Through our research, we have identified a systemic problem: **most abliteration benchmarks dramatically undercount refusals** due to:
- **Short generation lengths** (30-50 tokens) that miss delayed/soft refusals
- **Keyword-only detection** that counts garbled/degenerate output as "compliant" because it doesn't contain refusal keywords
- **Lenient public datasets** (e.g. mlabonne/harmful_behaviors) that are too simple to stress-test abliteration quality

### Our evaluation standards

- **LLM judge for all classifications:** Every response is sent to Google Gemini 3 Flash for judgment. Degenerate, garbled, or incoherent output is classified as refusal. No keyword shortcuts, no heuristic pre-screening.
- **Sufficient generation length (100 tokens for eval, 200+ for smoke tests):** Enough to capture delayed refusal patterns common in large instruction-tuned models.
- **Diverse, challenging prompts:** Our evaluation dataset contains 100 prompts spanning English and Chinese, multiple sophistication levels, and diverse harm categories.
- **Manual verification:** Top trials are tested with 15 classic adversarial prompts via `test_trial.py` to confirm coherent, on-topic output before export.
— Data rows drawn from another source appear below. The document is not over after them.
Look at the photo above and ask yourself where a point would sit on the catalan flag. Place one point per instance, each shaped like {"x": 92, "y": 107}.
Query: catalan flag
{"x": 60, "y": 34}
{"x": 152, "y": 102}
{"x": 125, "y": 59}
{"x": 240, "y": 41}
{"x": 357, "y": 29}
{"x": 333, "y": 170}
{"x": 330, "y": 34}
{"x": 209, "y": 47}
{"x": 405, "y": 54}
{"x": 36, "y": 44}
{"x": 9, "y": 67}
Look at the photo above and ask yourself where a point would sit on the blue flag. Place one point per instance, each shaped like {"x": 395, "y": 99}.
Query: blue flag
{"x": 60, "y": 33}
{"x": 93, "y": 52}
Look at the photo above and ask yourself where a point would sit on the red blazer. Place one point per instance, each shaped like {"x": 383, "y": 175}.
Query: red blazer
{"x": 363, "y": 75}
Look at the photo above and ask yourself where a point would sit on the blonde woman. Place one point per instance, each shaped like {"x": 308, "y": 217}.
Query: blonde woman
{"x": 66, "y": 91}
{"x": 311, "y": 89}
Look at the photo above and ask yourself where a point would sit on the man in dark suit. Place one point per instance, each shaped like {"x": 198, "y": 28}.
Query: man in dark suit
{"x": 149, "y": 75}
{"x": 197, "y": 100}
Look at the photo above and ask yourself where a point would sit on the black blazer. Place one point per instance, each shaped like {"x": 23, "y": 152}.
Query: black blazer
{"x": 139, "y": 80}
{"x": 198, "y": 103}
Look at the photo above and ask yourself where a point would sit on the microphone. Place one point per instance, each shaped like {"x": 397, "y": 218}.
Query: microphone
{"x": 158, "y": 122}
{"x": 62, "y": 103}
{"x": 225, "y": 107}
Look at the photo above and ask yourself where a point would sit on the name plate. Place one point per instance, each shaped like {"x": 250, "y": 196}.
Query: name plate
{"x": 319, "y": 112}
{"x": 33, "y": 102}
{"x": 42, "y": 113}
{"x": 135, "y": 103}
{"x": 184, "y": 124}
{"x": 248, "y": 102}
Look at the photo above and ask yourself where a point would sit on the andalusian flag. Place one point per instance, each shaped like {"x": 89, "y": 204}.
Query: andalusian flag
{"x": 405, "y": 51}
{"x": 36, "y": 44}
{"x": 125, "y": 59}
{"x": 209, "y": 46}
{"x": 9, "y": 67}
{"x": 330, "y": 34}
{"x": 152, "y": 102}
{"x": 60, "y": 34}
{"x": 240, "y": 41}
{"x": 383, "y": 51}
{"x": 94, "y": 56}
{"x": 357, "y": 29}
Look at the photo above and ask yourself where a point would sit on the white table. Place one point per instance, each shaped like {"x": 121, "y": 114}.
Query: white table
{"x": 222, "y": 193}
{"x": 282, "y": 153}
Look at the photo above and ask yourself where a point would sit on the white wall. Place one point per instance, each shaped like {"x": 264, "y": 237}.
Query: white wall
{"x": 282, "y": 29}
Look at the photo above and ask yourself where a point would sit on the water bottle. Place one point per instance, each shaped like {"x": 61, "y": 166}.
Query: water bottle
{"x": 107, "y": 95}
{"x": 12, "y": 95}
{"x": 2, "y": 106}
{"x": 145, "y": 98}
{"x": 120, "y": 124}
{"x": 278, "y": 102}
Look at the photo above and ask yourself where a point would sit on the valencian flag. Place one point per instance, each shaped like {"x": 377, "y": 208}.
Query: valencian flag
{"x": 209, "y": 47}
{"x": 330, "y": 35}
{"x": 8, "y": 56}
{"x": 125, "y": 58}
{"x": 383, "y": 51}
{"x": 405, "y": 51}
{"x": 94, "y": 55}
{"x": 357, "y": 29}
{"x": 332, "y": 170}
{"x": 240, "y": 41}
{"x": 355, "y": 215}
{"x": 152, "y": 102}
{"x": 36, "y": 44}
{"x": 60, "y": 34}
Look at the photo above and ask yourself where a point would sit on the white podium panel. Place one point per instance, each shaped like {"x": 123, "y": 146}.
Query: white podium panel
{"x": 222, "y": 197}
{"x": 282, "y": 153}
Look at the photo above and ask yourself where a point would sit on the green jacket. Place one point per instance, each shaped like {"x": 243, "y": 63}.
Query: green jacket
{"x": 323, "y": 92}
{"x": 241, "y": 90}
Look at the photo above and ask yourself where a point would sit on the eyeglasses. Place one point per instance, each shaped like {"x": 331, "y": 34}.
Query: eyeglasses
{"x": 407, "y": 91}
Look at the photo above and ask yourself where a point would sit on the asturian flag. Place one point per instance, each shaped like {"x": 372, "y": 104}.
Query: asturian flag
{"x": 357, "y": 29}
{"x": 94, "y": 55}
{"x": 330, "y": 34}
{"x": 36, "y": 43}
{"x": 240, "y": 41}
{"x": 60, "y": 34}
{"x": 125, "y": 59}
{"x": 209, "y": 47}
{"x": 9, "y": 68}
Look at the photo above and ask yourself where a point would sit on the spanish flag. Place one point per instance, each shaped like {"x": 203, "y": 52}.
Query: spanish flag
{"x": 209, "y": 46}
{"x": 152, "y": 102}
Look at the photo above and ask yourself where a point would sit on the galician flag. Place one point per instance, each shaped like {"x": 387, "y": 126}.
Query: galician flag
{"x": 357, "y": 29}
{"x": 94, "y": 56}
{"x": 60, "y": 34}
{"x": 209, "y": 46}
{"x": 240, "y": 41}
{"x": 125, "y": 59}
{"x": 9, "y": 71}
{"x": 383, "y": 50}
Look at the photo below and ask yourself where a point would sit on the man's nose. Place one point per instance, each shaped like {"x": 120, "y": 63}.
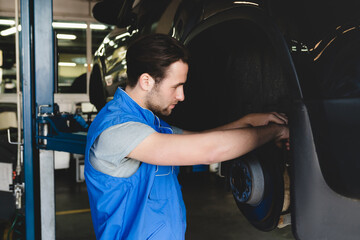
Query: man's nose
{"x": 180, "y": 96}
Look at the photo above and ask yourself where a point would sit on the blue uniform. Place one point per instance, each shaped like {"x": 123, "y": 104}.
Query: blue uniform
{"x": 147, "y": 205}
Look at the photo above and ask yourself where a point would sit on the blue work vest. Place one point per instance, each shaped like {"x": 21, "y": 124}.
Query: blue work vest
{"x": 146, "y": 205}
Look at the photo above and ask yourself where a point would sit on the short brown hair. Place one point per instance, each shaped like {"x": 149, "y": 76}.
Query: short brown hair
{"x": 153, "y": 54}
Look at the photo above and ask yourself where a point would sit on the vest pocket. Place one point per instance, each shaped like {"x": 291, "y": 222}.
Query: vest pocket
{"x": 163, "y": 184}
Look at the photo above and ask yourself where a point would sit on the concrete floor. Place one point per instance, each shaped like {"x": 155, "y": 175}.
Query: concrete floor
{"x": 211, "y": 211}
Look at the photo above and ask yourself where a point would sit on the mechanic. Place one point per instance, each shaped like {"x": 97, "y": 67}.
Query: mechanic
{"x": 131, "y": 154}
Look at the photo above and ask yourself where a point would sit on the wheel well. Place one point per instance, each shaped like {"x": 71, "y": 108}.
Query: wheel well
{"x": 234, "y": 70}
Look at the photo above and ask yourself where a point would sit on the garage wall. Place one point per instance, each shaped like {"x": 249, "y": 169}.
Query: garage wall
{"x": 63, "y": 9}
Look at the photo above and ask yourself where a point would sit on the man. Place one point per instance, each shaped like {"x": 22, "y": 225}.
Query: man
{"x": 131, "y": 153}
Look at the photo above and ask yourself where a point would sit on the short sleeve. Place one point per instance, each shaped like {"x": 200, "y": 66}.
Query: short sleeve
{"x": 109, "y": 152}
{"x": 177, "y": 130}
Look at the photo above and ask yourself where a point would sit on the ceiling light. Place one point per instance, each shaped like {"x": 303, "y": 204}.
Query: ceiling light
{"x": 78, "y": 25}
{"x": 67, "y": 64}
{"x": 246, "y": 3}
{"x": 98, "y": 26}
{"x": 69, "y": 25}
{"x": 65, "y": 36}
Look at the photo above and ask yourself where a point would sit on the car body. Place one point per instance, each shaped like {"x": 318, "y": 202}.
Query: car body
{"x": 300, "y": 58}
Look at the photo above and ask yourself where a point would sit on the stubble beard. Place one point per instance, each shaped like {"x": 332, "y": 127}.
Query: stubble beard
{"x": 154, "y": 107}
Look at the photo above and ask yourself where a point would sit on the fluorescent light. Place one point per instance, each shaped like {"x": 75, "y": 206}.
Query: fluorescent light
{"x": 66, "y": 36}
{"x": 77, "y": 25}
{"x": 9, "y": 31}
{"x": 7, "y": 22}
{"x": 98, "y": 26}
{"x": 246, "y": 3}
{"x": 69, "y": 25}
{"x": 67, "y": 64}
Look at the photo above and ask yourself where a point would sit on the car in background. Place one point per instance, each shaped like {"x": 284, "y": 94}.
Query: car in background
{"x": 301, "y": 58}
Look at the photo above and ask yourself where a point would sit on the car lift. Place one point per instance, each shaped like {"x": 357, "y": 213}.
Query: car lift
{"x": 43, "y": 130}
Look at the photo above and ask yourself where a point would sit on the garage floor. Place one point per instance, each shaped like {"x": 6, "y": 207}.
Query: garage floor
{"x": 211, "y": 211}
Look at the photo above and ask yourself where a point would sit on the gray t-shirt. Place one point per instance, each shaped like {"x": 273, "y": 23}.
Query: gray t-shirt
{"x": 109, "y": 152}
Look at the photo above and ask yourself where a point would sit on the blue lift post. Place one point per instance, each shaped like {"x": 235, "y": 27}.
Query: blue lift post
{"x": 37, "y": 68}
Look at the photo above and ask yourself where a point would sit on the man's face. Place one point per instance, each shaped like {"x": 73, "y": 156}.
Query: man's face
{"x": 164, "y": 96}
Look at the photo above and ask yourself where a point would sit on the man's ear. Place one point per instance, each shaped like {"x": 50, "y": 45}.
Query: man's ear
{"x": 146, "y": 82}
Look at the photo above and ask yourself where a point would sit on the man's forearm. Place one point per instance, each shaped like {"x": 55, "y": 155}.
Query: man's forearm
{"x": 237, "y": 142}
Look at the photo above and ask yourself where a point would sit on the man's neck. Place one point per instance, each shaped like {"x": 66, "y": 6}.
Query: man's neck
{"x": 136, "y": 95}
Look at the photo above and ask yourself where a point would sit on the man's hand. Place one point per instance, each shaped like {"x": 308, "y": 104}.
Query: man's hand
{"x": 262, "y": 119}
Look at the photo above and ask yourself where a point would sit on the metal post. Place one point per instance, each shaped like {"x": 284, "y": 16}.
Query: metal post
{"x": 44, "y": 55}
{"x": 44, "y": 99}
{"x": 37, "y": 65}
{"x": 28, "y": 116}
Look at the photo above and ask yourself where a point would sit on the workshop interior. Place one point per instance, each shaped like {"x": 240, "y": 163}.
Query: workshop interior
{"x": 61, "y": 61}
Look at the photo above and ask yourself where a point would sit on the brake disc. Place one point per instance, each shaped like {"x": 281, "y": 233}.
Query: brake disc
{"x": 257, "y": 183}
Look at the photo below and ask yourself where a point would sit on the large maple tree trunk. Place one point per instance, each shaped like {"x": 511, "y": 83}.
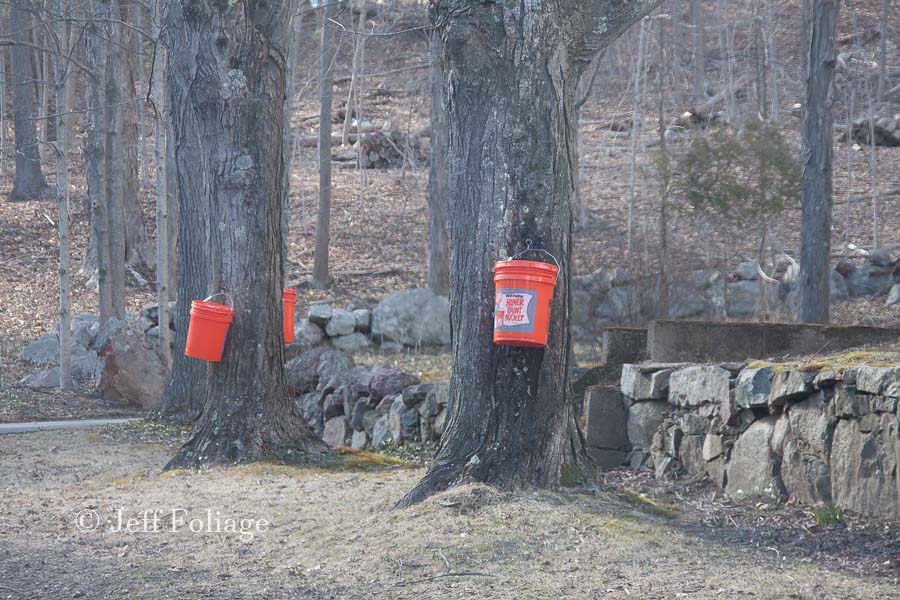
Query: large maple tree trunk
{"x": 512, "y": 74}
{"x": 29, "y": 181}
{"x": 227, "y": 65}
{"x": 820, "y": 31}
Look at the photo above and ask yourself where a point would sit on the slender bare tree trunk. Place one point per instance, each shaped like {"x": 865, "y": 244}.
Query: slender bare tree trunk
{"x": 438, "y": 235}
{"x": 95, "y": 159}
{"x": 320, "y": 277}
{"x": 247, "y": 413}
{"x": 138, "y": 249}
{"x": 882, "y": 49}
{"x": 819, "y": 36}
{"x": 29, "y": 182}
{"x": 115, "y": 202}
{"x": 698, "y": 67}
{"x": 162, "y": 205}
{"x": 638, "y": 69}
{"x": 62, "y": 199}
{"x": 359, "y": 41}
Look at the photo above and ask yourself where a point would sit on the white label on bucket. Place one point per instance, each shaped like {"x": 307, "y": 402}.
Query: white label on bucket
{"x": 514, "y": 310}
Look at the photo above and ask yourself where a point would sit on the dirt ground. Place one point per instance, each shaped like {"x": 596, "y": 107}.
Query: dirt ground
{"x": 332, "y": 533}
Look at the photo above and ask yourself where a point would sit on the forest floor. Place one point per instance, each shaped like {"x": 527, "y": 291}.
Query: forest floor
{"x": 332, "y": 533}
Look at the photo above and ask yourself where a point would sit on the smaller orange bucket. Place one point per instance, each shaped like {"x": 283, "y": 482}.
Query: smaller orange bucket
{"x": 290, "y": 301}
{"x": 207, "y": 330}
{"x": 524, "y": 289}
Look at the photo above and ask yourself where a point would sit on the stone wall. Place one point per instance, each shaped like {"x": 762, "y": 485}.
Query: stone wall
{"x": 818, "y": 435}
{"x": 705, "y": 341}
**We report 4/100 refusals honestly.** This is a real number from a rigorous, LLM-judge-based evaluation β€” not an optimistic estimate from a lenient pipeline.

## Usage

```python
from transformers import AutoModelForCausalLM, AutoTokenizer
import torch

model = AutoModelForCausalLM.from_pretrained(
    "wangzhang/Qwen3.6-35B-A3B-abliterated-v2",
    torch_dtype=torch.bfloat16,
    device_map="auto",
)
tokenizer = AutoTokenizer.from_pretrained("wangzhang/Qwen3.6-35B-A3B-abliterated-v2")

messages = [{"role": "user", "content": "Your prompt here"}]
text = tokenizer.apply_chat_template(messages, tokenize=False, add_generation_prompt=True, enable_thinking=False)
inputs = tokenizer(text, return_tensors="pt").to(model.device)

with torch.no_grad():
    output = model.generate(**inputs, max_new_tokens=512)
print(tokenizer.decode(output[0][inputs["input_ids"].shape[1]:], skip_special_tokens=True))
```

### Hardware requirements

- **Inference:** ~70 GB VRAM in bf16 β€” fits 1Γ— H100 80GB, 1Γ— H200, 1Γ— B200, or 1Γ— RTX Pro 6000 96GB.
- **vLLM/SGLang:** supported (no special flags needed for serving β€” abliteration is baked into the weights).

## Which version should I use?

- **V2 (this model)** β€” Lower refusal rate (4/100 vs 7/100). Slightly higher KL but no perceptible coherence loss. **Recommended for most use cases.**
- **[V1](https://huggingface.co/wangzhang/Qwen3.6-35B-A3B-abliterated)** β€” Lower KL divergence (0.0189 vs 0.0421). Marginally closer to base-model output distribution. Choose this if you need maximum behavioral fidelity to the original Qwen3.6-35B-A3B and can tolerate ~3 pp more refusals.

Both versions share the same base architecture and chat template; switching is a one-line change to `model_id`.

## Disclaimer

This model is released for research purposes only. The abliteration process removes safety guardrails β€” use responsibly.